Romeldale/CVM sheep came to Cunnington Farms by a very twisted pathway.  I had been looking for Cotswold sheep, to replace my ailing and old ewes.  I never did find any Cotswolds of color near to our place, but through a friend of a friend, I re-found a breeder I had not seen in many years, and she convinced me that I should get CVM’s, instead of Cotswolds.

I did my homework on these sheep, and everyone agreed they seemed to be good mothers, easy keepers with excellent fleece, and duo purpose as well.   I was very pleased that they were on the ALBC’s list of endangered farm animals.  I was further pleased that when they came to me as bred yearlings (I, myself, rarely breed yearlings), a few months later the mommas popped out their single lambs with no effort or assistance.
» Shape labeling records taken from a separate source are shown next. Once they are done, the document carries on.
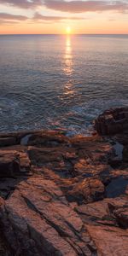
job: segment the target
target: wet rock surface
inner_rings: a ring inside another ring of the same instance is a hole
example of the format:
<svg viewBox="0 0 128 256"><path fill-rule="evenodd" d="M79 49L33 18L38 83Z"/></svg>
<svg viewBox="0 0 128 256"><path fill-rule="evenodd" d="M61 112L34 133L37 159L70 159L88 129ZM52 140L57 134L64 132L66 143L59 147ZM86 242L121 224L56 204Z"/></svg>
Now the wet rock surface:
<svg viewBox="0 0 128 256"><path fill-rule="evenodd" d="M95 120L99 134L113 135L128 130L128 107L105 111Z"/></svg>
<svg viewBox="0 0 128 256"><path fill-rule="evenodd" d="M16 143L0 144L0 255L126 256L123 149L113 165L115 141L126 147L125 136L1 135Z"/></svg>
Of all the breeds I have raised, CVM’s were consistants, had the sweetest temperaments and I have never had an aggressive ram, no matter that the circumstances.  The raw fleeces and yarn/roving they produce is the first sold product from my farm.  CVM’s are a true delight in all their characteristics.

Spinners and knitters love the chocolate/latte fleece of my big CVM ram, and the ewes have variegated shades of gray, black and tan in their fleece, which makes them excellent for natural colored projects.

CVM badger means pale body, dark striped head, dark throat, belly, legs and back end.  May be gray, black or brown.  Reverse badger means dark body with pale stripes on face, ear edges, throat, with lateral strip.  Belly may be dark or light.

Romeldale / CVM sheep are listed on The Livestock Conservancy Priority List, classified as Critical, i.e. “Fewer than 200 annual registrations in the United States and estimated global population less than 2,000”.